# Red Snapper inshore?



## NAS (Jan 1, 2015)

I caught a red snapper inshore today fishing from the shore at pcola Naval Air Station. Is that normal? I thought snapper was an exclusivly off shore fish.


----------



## Deep South (Oct 8, 2007)

Pensacola is the only place that it is normal for Lots of big snapper come from the bay.


----------



## 24ft fishmaster (Apr 26, 2012)

It is normal for pensacola bay there are alot of redsnapper in our bay.


----------



## cody&ryand (Oct 3, 2007)

Very normal in our area as deep as the water is around the pass and some channels


----------



## NAS (Jan 1, 2015)

It was awesome to see my boys face when he got it to the surface. I put up a fight.


----------



## Ginzu (Nov 16, 2011)

I hooked this beast fishing for sheepshead in the pass last week. We've even caught legal snapped at 3 mile.


----------



## karma (Oct 26, 2007)

I have caught some BIG snappers in our bay.. I would say the biggest one way close to 26" or so.. maybe bigger.. rarely measure the inshore snappers.. just glad to see one over 16" haha

I feel like the bay snapper are growing in numbers too over the past decade of so much regulation.. I know of a few spots on the Navy Base where they open it to fishing sometimes.. I can assure you I could horse up a legal grouper and snapper pretty damn easily..


----------



## Jgatorman (Jun 8, 2013)

Ginzu said:


> I hooked this beast fishing for sheepshead in the pass last week. We've even caught legal snapped at 3 mile.
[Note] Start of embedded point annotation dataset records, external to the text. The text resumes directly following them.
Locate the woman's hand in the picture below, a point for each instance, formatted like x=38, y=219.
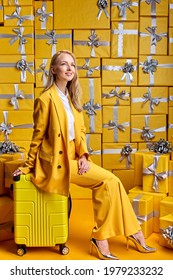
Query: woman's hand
x=83, y=165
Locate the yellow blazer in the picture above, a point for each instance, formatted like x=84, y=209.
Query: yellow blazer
x=48, y=157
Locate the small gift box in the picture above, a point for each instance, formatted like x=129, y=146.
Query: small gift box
x=124, y=39
x=143, y=207
x=152, y=100
x=155, y=173
x=118, y=155
x=91, y=43
x=94, y=147
x=155, y=70
x=146, y=128
x=16, y=40
x=43, y=15
x=124, y=72
x=6, y=209
x=21, y=68
x=48, y=42
x=91, y=101
x=88, y=67
x=116, y=124
x=116, y=96
x=18, y=16
x=122, y=10
x=17, y=97
x=153, y=8
x=82, y=15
Do you guys ever come off of the water??? Seriously Ginzu, how do you do it? Sooooo Envious!


----------



## Jaw Jacker (Jul 29, 2009)

Ginzu said:


> I hooked this beast fishing for sheepshead in the pass last week. We've even caught legal snapped at 3 mile.
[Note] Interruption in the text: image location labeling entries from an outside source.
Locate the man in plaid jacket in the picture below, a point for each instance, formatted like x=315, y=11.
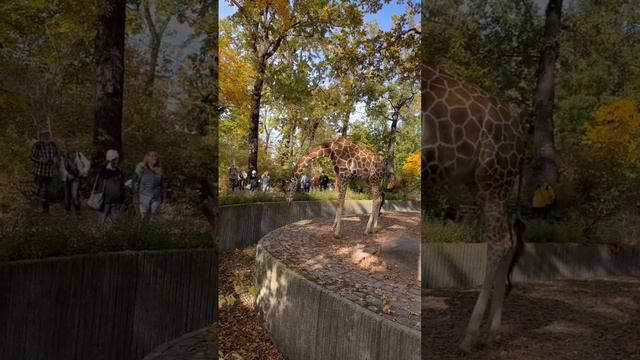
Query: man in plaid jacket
x=44, y=156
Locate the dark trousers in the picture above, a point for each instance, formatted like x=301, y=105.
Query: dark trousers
x=43, y=189
x=71, y=195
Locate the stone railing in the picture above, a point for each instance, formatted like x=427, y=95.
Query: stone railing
x=104, y=306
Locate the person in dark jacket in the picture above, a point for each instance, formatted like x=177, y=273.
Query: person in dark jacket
x=324, y=181
x=148, y=186
x=44, y=156
x=253, y=181
x=111, y=180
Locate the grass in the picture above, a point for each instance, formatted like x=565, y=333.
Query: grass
x=245, y=197
x=41, y=238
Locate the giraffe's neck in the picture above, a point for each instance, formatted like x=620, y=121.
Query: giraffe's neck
x=320, y=151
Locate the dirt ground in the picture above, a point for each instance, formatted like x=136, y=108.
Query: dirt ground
x=582, y=320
 That is not a Red Snapper. They are extended. You have caught a Sheep Head with a sun burn. :thumbsup:


----------



## J0nesi (Jun 22, 2011)

seen some good size snappers at ft pickens pier.


----------



## Lyin Too (Aug 31, 2009)

Lots of red snapper inshore in the northern gulf, not just pensacola bay.


----------



## Hotrod043 (Jul 24, 2011)

There is a lot of Red Snapper in the Bay.


----------



## Nitzey (Oct 9, 2007)

The one time I went to the Virgin Islands, there were lots of red snapper in the bays, shallow water.


----------



## PusherManB2 (Apr 11, 2015)

Yep no snapper in the bay! Better keep going to the public numbers if you want ARS.


----------



## ltmguy (Jan 2, 2009)

PusherManB2 said:


> Yep no snapper in the bay! Better keep going to the public numbers if you want ARS.


Lol… Agreed…


----------